Have you witnessed a leopard incorporating any other strategies in which to avoid hyenas and other competing predators? Let us know in the comments section below…
Written and Photographed by: Mike Sutherland
Filed under Leopards Photography Wildlife
largest and experienced territorial male leopards like tugwaan male or campan or sandriver male are well able to stand off and chase away lone spotted hyena
Camp Pan male proberly stands his ground against a hyena and slaps him around 😉
Mike great article.. Will never forget the experience we had.. well camp pan had.. as we watched him take an impala up a tree and wrestle with it for about 15 minutes trying to get it to balance in the tree.. Only to have the impala and camp pan fall out of the tree.. as soon as he hit the ground a hyena came out of the bushes and took the kill from him.. what a experience in our first hour at Londolozi..
I gosh such wonderful sightings and beautiful photography. Just love the landscape shots showing the leopard in his environment.
Way back in 2010 I photographed a leopard running toward the vehicle. Not until I returned to my home and looked at the photos did I realize the leopard was being chased by wild dogs….one of my favorite photos from the 2010 trip.
Nicely written blog as always! Maybe the quality of provider of bushmeat for Hyena and Lion should be added to the long list of Leopard’s skills.
And what about Leopard females who also provide free meals to their male counterpart, and often to the father to their cubs? … For them another predator must be added to their list. Life is not easy for a mother Leopard.
Those are the most incredible photos Mike! Thank you so much for sharing them!
Stunning! Such a perfect sighting.
Awesome Awesome photos!! Nice one Suthers….

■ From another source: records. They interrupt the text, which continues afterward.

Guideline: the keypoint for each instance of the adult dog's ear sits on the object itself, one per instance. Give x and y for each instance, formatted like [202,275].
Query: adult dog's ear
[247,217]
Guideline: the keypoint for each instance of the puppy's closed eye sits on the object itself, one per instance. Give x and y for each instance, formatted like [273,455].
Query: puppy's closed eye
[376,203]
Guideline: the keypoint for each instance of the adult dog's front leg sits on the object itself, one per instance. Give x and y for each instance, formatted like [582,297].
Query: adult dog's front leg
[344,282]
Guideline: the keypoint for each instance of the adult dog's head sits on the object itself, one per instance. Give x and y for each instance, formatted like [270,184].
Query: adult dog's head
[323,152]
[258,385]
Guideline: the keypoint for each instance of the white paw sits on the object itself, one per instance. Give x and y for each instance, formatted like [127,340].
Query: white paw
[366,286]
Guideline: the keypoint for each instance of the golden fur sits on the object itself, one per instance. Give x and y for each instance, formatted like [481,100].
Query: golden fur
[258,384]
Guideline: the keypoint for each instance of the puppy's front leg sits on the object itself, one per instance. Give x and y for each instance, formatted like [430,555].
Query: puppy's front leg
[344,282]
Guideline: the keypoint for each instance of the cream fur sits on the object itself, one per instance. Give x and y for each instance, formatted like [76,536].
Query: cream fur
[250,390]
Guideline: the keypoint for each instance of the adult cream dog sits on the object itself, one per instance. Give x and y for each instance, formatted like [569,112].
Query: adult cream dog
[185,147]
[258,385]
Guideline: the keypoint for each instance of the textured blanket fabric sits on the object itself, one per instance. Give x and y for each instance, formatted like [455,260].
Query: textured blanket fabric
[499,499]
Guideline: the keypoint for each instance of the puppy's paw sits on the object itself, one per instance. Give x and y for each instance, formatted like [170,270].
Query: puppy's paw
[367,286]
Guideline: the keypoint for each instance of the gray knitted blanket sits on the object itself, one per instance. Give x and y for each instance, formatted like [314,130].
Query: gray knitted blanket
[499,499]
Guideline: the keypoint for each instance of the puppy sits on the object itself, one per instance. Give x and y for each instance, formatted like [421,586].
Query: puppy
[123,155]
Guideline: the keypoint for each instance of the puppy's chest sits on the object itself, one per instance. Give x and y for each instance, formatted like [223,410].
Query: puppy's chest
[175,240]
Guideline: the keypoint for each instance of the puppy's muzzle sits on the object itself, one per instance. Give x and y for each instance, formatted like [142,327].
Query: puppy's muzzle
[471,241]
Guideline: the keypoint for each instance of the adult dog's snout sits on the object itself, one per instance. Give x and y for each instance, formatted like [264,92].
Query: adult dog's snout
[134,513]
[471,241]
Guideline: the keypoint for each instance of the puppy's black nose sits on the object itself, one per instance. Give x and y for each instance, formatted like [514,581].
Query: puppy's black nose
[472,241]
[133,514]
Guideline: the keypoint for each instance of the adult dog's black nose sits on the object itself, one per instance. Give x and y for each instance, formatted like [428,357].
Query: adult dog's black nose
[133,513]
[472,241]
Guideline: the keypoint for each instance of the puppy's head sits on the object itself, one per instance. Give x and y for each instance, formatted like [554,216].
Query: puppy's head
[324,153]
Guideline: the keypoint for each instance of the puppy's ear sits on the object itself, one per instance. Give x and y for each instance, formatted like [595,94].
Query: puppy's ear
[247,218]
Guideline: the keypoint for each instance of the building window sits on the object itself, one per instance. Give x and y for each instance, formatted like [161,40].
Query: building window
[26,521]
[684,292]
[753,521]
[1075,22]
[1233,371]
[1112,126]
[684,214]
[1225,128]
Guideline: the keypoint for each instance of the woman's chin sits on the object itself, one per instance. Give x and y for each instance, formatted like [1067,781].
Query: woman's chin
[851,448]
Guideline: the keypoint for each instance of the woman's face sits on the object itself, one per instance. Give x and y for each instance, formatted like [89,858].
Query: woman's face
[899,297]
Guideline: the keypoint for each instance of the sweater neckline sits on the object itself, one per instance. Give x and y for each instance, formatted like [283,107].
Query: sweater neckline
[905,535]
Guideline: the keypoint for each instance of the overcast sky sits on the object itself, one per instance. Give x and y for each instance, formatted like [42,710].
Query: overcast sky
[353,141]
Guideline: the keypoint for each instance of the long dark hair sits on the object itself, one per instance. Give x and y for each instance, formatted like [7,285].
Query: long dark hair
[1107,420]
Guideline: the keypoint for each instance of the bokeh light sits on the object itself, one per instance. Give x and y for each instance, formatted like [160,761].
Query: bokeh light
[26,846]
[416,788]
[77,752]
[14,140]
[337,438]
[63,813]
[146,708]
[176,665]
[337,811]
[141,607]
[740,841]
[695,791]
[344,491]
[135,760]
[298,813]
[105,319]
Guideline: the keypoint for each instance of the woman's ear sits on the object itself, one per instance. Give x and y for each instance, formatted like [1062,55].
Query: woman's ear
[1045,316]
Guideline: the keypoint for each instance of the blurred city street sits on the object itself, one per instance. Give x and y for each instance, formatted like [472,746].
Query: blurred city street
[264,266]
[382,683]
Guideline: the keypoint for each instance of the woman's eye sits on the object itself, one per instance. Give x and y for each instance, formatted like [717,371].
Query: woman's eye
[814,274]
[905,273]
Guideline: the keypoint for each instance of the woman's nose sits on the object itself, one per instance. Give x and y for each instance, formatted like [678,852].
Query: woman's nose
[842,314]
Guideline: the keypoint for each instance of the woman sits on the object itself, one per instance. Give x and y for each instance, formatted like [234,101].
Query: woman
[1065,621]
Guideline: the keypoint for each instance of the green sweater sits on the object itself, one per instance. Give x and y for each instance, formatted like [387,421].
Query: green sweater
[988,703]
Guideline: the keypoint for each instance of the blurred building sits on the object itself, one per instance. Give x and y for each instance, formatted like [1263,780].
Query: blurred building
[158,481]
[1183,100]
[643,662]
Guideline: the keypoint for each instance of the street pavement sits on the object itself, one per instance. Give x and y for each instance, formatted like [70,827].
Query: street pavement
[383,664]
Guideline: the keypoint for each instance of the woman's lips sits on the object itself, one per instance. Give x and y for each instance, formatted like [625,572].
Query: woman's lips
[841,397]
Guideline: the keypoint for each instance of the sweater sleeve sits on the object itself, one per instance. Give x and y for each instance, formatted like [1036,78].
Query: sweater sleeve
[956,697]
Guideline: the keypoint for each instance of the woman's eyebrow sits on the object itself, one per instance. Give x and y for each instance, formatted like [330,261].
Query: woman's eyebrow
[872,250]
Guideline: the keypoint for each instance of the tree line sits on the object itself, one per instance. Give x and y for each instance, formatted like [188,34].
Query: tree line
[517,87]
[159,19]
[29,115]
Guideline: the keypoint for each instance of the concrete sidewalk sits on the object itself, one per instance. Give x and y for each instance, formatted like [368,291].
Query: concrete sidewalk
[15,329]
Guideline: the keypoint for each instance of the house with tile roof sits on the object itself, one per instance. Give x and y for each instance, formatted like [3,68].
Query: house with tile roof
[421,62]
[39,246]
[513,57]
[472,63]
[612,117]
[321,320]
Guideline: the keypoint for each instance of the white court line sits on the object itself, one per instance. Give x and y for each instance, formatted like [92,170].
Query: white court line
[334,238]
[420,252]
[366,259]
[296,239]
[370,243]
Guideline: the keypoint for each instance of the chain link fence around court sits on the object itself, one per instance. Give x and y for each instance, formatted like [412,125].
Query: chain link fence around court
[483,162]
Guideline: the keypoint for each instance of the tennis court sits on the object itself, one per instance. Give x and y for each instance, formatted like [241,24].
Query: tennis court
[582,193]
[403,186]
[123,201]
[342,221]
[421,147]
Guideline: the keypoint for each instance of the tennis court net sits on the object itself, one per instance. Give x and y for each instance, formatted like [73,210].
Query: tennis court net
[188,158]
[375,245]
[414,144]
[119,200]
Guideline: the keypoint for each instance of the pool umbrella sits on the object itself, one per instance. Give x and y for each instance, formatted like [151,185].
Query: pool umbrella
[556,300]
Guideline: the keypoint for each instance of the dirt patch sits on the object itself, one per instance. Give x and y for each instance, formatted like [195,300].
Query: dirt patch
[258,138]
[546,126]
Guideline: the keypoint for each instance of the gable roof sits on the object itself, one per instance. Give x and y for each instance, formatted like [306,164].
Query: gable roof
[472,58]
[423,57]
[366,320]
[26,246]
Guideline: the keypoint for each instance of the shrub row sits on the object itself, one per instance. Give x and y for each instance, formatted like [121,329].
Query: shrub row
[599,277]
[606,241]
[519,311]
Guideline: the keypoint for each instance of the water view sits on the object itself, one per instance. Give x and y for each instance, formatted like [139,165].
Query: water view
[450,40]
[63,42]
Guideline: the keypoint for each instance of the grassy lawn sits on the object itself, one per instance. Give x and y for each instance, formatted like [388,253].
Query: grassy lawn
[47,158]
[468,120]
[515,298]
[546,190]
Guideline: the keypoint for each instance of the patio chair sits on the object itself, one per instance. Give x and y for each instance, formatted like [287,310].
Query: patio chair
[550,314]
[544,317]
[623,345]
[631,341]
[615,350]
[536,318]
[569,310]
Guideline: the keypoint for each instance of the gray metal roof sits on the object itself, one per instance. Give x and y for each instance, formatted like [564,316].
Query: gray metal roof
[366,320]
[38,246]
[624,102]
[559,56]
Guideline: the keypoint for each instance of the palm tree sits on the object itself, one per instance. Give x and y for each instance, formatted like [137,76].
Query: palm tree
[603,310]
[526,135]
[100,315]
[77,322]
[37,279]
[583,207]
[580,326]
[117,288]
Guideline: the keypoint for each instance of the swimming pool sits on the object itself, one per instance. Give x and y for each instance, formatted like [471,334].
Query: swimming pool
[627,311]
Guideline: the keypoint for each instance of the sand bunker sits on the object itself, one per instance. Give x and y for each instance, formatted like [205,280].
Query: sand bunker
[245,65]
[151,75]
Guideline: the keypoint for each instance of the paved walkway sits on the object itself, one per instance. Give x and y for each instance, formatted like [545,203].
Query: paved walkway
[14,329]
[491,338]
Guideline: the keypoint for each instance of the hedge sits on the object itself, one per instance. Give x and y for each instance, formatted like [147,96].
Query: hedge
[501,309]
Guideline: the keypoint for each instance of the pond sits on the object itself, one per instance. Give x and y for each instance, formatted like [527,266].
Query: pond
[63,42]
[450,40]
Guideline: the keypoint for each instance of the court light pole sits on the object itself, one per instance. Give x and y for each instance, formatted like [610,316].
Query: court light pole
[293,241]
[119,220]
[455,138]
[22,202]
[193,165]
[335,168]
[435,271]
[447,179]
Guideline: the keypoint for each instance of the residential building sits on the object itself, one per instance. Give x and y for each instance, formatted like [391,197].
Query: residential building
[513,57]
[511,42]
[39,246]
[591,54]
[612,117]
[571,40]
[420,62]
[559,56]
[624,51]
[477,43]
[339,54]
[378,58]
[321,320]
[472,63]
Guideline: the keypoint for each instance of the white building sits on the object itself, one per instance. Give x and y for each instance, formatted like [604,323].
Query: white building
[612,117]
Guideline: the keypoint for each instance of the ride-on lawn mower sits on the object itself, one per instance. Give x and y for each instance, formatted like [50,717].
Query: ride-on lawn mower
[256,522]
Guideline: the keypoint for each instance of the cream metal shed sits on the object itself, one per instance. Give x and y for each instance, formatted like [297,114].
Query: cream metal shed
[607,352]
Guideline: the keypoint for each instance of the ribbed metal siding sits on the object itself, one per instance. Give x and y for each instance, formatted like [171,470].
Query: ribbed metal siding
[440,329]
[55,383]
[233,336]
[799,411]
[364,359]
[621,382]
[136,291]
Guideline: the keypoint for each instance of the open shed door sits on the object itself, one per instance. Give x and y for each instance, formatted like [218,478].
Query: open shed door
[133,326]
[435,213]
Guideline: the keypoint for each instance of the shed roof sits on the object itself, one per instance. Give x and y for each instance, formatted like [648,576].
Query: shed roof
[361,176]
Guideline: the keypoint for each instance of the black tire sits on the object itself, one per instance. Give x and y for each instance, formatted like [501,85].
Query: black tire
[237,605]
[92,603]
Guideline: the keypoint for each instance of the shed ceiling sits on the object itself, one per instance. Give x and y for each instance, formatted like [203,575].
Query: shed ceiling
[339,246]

To go deeper in relationship with these predators there are very remarkable books with authors like Peter Turnbull Kemp, Ted Bailey(probably the best book ever on leopard) and more recent Luke Hunter and Guy Balme
Well done with the new lens, the pictures are outstanding, so keep practicing your perfection! Beautifully written article as always, thank you. That is one stunning leopard. <3
Mike, what a privilege to be along on this ride! Thanks again to you and Andrea. Epic photos!